Pengawasan Merupakan Pencegahan Dari Potensi-Potensi Pelanggaran
|
Barito Utara, Badan Pengawas Pemilihan Umum Provinsi Kalimantan Tengah (Bawaslu Kalteng) – pada kunjungan kerjanya di Muara Teweh, Anggota Bawaslu RI, Puadi, memberikan arahan penting kepada Bawaslu Kalteng, Bawaslu Kabupaten Barito Utara, dan Panwas Kecamatan Teweh Tengah tentang pentingnya pengawasan yang lebih maksimal sebagai bentuk pencegahan dari potensi-potensi pelanggaran pada Pemungutan Suara Ulang (PSU) di Barito Utara.

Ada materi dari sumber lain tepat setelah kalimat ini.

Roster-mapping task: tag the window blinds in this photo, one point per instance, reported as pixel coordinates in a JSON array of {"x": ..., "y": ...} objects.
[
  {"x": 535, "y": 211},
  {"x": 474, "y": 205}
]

Acara kunjungan yang dihadiri oleh Anggota Bawaslu Kalimantan Tengah, Siti Wahidah, Kristaten Jon, dan Nurhalina, serta Ketua dan Anggota Bawaslu Kabupaten Barito Utara, bersama dengan Ketua dan Anggota Pengawas Kecamatan Teweh Tengah, di Kantor Bawaslu Kabupaten Barito Utara, Rabu (30/7/2025).
Puadi menegaskan bahwa pengawasan yang lebih intensif dan efektif memiliki peran kunci dalam mencegah potensi pelanggaran dalam proses PSU. "Pengawasan yang dilakukan secara maksimal merupakan langkah pencegahan yang efektif untuk menghindari potensi-potensi pelanggaran yang dapat terjadi," ujar Puadi.
Lanjutnya, penting kerjasama antara berbagai tingkatan pengawasan, mulai dari tingkat provinsi hingga kecamatan. "Kerjasama yang solid antara Bawaslu Kalimantan Tengah, Bawaslu Kabupaten Barito Utara, dan Panwas Kecamatan akan memperkuat pengawasan secara keseluruhan," ungkap Puadi.
Dengan adanya arahan tersebut, diharapkan pengawasan yang dilakukan oleh berbagai lembaga terkait dapat bekerja secara sinergis dan efektif guna menjamin kelancaran dan kebersihan proses pemilihan ulang kedua di Barito Utara.